Thank you @Mini Oberhasli Owner !
I am to tell you by my "Bob the builder" partner that the clear roofing was what the hardware store could order and it went with the metal roofing (same company). We installed it ourselves, and found it handled a lot flimsier than we would have liked. The south wall clear plastic is insulated greenhouse material that we had leftover. It is available in 1, 2 or 4 chamber (price goes up of course). The clear roofing sheets and the greenhouse sheets are seperate "systems" that need different edging etc to install.
The upside of the clear panels is that the barn warms up during the day. It seems to really save their hides. The downside is, the cold comes in through it at night.
That polar vortex is coming through here too. My Nigies I know will be fine. My Mini Nubian is getting a new sweater. Small spaces are great, make sure the friends can snuggle in there together.


----------



## Gooseberry Creek (Jun 3, 2020)

I did this for my buckling house. I just finished another one for my ND girls but still need to paint it.. The Lamanchas have their own space lol.
Buck House- You could make shutters or boards that can come off during the summer. We are super hot and humid here so everything needs to be open. I have hardware cloth across the front and wire on the sides which I will be replacing with hardware cloth due to the fact we have coyotes, bobcats, stray dogs etc. Its big enough that I can probably get another buck or two later on. I shut the door and latch it with a carbiner at night for their own protection.

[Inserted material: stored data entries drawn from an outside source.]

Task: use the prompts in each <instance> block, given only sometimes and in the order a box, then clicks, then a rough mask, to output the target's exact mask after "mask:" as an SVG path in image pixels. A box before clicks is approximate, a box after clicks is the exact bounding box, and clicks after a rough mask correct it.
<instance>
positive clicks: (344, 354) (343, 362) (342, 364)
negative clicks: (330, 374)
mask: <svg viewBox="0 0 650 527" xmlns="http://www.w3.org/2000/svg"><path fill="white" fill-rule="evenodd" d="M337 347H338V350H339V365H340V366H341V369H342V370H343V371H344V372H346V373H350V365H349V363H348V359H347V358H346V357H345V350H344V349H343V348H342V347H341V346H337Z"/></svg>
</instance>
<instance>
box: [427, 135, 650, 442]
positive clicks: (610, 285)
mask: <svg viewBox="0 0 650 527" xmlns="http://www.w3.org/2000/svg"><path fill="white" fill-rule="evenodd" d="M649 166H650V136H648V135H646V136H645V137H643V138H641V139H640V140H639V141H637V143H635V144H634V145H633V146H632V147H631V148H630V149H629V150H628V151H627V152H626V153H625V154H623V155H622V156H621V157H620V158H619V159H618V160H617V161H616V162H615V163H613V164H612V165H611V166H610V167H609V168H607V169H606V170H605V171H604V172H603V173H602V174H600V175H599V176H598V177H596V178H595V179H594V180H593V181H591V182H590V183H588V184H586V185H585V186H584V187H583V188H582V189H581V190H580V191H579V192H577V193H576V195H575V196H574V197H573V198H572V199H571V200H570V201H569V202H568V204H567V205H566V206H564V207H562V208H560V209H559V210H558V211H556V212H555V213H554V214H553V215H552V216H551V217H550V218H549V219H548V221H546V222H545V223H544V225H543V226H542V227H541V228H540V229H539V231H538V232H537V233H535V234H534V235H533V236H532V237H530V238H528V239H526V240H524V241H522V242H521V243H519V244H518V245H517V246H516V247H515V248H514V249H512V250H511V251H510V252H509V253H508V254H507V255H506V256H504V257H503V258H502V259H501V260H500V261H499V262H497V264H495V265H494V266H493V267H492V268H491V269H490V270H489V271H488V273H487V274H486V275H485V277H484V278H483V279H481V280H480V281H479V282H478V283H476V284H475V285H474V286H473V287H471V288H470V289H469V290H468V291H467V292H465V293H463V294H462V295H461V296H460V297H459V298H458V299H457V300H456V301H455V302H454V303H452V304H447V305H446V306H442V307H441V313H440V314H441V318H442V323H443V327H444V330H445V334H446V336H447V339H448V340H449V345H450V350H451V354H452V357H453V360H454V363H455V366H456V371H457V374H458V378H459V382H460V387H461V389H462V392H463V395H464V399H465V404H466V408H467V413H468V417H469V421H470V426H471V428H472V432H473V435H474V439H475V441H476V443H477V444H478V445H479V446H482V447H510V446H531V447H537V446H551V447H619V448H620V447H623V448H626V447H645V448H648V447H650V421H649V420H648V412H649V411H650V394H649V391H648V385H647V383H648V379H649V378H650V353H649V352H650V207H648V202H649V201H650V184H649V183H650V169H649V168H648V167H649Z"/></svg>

Inside..we made them a little Hay feeder from some old freezer shelves and wood. There is an acre of wild grape vines and other stuff behind their pen that we are fencing off that they will be able to browse in a few times a week.


----------



## HD Ridge (Sep 4, 2021)

Like the design of your structure, Gooseberry. Thanks for the pictures.
I might build one like it as our climate is probably similar.


----------